Information donnée en années, en cycles de fonctionnement, etc... en fonction des spécificités du produit.

2. Que les pièces de rechange soient disponibles pour tous
Tout en respectant un prix raisonnable par rapport aux coûts (fabrication / taxes / livraison) et avec une disponibilité garantie pendant un nombre d’années suffisant après l’achat.

3. Que la période de garantie légale soit portée de deux à cinq ans

4. Que soit assurée une mise à disposition des informations techniques pour tous

Ceci notamment à l’attention des Repair Cafés (schémas de réparation “as Built”), afin de faciliter les réparations des produits plutôt que d’encourager l’achat de nouveaux, qui étranglent le budget des consommateurs tout en nuisant inutilement à l’environnement.
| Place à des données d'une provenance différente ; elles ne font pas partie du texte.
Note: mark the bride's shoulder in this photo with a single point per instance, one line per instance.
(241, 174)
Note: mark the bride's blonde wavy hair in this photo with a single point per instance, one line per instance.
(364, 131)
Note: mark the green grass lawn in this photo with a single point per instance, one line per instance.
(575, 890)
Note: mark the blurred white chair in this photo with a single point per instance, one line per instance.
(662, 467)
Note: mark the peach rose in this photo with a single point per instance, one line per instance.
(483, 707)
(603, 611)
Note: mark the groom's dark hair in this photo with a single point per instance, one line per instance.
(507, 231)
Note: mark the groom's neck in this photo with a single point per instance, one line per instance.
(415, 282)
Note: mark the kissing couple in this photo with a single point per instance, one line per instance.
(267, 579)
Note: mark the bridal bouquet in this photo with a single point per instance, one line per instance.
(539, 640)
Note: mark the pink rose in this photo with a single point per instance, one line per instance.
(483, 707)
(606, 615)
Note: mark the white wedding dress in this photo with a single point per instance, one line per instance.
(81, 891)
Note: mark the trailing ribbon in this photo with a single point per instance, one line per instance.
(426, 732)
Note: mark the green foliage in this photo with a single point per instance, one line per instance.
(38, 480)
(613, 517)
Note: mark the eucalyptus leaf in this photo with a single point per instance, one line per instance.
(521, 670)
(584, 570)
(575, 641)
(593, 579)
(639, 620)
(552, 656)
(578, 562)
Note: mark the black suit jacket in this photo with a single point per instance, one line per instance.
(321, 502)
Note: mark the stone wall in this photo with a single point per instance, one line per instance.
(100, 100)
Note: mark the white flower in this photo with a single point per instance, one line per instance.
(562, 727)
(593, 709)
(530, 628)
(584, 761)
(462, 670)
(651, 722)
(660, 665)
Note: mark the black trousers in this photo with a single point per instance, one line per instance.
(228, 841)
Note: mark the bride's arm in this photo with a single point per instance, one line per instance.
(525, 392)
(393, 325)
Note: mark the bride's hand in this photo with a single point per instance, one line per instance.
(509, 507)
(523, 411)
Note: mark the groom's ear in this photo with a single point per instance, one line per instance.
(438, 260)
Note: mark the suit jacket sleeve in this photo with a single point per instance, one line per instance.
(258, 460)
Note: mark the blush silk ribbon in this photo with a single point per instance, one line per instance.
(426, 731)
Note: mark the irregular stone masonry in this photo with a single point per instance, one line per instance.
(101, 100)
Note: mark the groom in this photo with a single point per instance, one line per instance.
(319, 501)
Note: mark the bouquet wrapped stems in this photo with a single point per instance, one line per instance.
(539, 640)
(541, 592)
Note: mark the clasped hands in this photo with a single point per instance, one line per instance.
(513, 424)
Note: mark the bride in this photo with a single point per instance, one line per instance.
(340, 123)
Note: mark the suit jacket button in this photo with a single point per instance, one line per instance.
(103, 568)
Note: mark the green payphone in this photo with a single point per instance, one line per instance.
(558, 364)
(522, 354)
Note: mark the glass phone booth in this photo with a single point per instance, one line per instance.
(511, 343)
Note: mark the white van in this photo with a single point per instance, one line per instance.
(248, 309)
Et vous, comment pouvez-vous lutter contre ce fléau ?

Test-Achats encourage activement toutes les initiatives tendant à lutter contre le phénomène grandissant de l’obsolescence programmée. Elle appelle notamment les consommateurs à se rendre dans les différents Repair cafés qui existent aujourd’hui en Belgique. Nous vous invitons à consulter le site www.repaircafe.be pour trouver le Repair Café le plus proche de chez vous (lien que vous pouvez aussi retrouver dans la rubrique Outils et Services de cette section).

Des sites comme www.ifixit.com (exclusivement en anglais) permettent également aux plus débrouillards de réparer eux-mêmes et chez eux leurs objets cassés.

Au niveau européen, Test-Achats encourage aussi vivement l’initiative de RREUSE (www.rreuse.org) qui vise à promouvoir la réutilisation, la réparation et le recyclage de nos objets.


Déjà une 1ère victoire contre l’obsolescence programmée !

Pour que les choses changent vraiment, l’évolution doit surtout venir des constructeurs eux-mêmes. Et heureusement, les choses commencent à bouger.

Test-Achats a en effet longtemps plaidé pour l’instauration d’une règlementation imposants aux constructeurs l’utilisation d’un chargeur universel pour les divers appareils électroniques qu’ils commercialisent. Une législation désormais officiellement annoncée au niveau européen pour 2017. Une belle victoire dans la lutte contre l’obsolescence programmée indirecte de nos appareils.

Mais Test-Achats ne compte pas en rester là ! Afin de vous fournir l’information la plus complète sur les biens que vous achetez, et ainsi vous aider à décider en véritable connaissance de cause, nous avons décidé d’intégrer le facteur de l’obsolescence programmée dans tous nos tests qui seront publiés à partir de 2015.